Sierra. Elle s’appelait Sierra. La femme qui avait brisé les chaînes de mon coeur, ce soir là, s’appelait Sierra. Et sans attendre, elle avait imprimé son nom dans mes entrailles. Son nom s’était inscrit dans les recoins les plus précieux de mon organe vital, par son regard, son odeur et son approche. Une inconnue qui avait laissé une trace indélébile, me laissant croire qu’une fois dans notre existence, la vie pouvait nous offrir un signe. Et ce à l’improviste, au moment le plus imprévu de notre quotidien.
Quand je la regardais, je tombais dans un précipice sans attache. Je me laissais aspiré par une spiral semblable à la drogue, celle qui réveille les sens. J’étais l’homme animal, celui qui n’avait plus les mots et qui pouvait simplement s’exprimer par la caresse, le regard et la pensée. Le nom de ces choses là, ce n’est pas l’amour ? Un processus chimique s’était révélé positif. J’avais une attirance particulière pour cette femme. Cette femme qui savait me rendre extrêmement doux et tendre, parce que je ne souhaitais pas la blesser. C’était une force qui me donnait envie de la protéger et de me soucier éperdument de son bien-être. Inexplicable.
Perdu dans mon quotidien, ma vie se résumait à la continuité du cabaret. Depuis mon arrivée à Los Angeles, j’étais soucieux de toujours justifier mon permis de séjour. Je tenais le cabaret au centime près, menait le recrutement des artistes avec exigence. Mon rêve était là, mais ma seule compagne n’était autre que la Cocaïne. Personne n’avait réussi à percer ma routine, alors que ce soir je sentais cette femme qui se filait dans les mailles ce tricot, de cette histoire. Clark avait une emprunte dans tout ça, c’était évident. Il était celui qui avait donné de belles notes à mon quotidien.
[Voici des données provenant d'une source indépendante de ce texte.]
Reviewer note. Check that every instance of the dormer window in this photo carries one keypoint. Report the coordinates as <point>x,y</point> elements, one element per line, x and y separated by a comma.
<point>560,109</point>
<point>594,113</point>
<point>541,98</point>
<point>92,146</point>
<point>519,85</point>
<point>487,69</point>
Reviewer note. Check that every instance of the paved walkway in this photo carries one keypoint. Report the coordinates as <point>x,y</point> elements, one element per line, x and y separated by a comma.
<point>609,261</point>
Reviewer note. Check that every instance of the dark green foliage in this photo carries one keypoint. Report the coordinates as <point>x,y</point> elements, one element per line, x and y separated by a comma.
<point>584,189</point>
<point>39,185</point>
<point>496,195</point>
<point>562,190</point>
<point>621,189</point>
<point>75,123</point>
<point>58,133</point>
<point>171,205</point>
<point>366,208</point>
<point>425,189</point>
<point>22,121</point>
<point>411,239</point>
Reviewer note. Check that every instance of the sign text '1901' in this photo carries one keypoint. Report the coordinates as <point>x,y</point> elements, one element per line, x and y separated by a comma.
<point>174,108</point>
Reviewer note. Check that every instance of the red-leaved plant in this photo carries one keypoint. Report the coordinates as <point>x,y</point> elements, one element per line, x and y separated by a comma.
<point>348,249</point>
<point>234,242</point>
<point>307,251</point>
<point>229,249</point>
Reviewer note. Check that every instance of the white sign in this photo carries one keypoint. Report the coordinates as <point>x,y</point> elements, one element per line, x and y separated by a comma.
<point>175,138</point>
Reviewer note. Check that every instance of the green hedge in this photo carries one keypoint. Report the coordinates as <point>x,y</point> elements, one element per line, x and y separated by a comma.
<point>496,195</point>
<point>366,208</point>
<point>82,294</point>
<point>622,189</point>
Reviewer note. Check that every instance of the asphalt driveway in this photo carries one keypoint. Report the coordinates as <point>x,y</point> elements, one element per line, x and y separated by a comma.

Il me rappelait ma jeunesse, mon combat pour réussir dans la vie. Naturellement je ne pouvais que m’attacher à cette figure et ses parades pour me plaire. Mais je devais être honnête, avec cette inconnue tout était différent… J’étais face à une grosse personnalité, une maturité à laquelle je m’accrochais indéniablement. Elle parlait le français, en plus d’être magnifique physiquement. J’étais certain que la revoir allait me faire découvrir un caractère étonnant et surprenant… Je pensais déjà à la revoir, c’était difficile de ne pas le vouloir… Alors que nous en étions qu’aux prémisse de la parade sexuelle, nous étions comme deux félins, à se tourner autour…
On aurait pu me présenter tous les plus beaux paysages du monde. Les magnifiques neiges du pôle nord. Les chutes du Niagara. Les déserts arides, chauds et insoutenables du continent africain. Une vue imprenable sur les campagnes françaises. Le levé du soleil sur les plages de cocotiers des Bahamas. La vue des contrées américaines au pied du symbolique « Hollywood ». Le Golden Gate à San Francisco. Le carnaval de Venise. Les plus belles merveilles du monde. Les pyramides d’Égypte. La sacré coeur de Paris. La grande muraille de Chine. La statut du Christ à San Janeiro. Les ruines anciennes des tribus Maya. On aurait pu tout me présenter, mais rien n’était plus époustouflant que son corps en mouvement…
Je la serrais contre moi en passant mes bras contre sa poitrine. Nous nous trouvions très proches tous les deux alors je laissais mes lèvres déposer de doux baisers sur sa joue.. Je finis par lui dire quelques mots tout en chuchotant. « Heureux de faire ta connaissance Sierra... » Nous passâmes quelques secondes dans cette position. Je profitais de son odeur dont je n’arrivais plus à me passer. Le temps s’était comme arrêté, je découvrais enfin qui elle était vraiment, la couleur et la douceur de sa peau. Je laissais filer mon nez contre ses cheveux pour sentir son identité. Mes mains caressaient doucement ses seins, descendant lentement sur son ventre, son bas ventre et ses hanches. Je finis par me reculer lentement pour enlever le préservateur et le mettre dans la poubelle qui se trouvait à côté du sofa.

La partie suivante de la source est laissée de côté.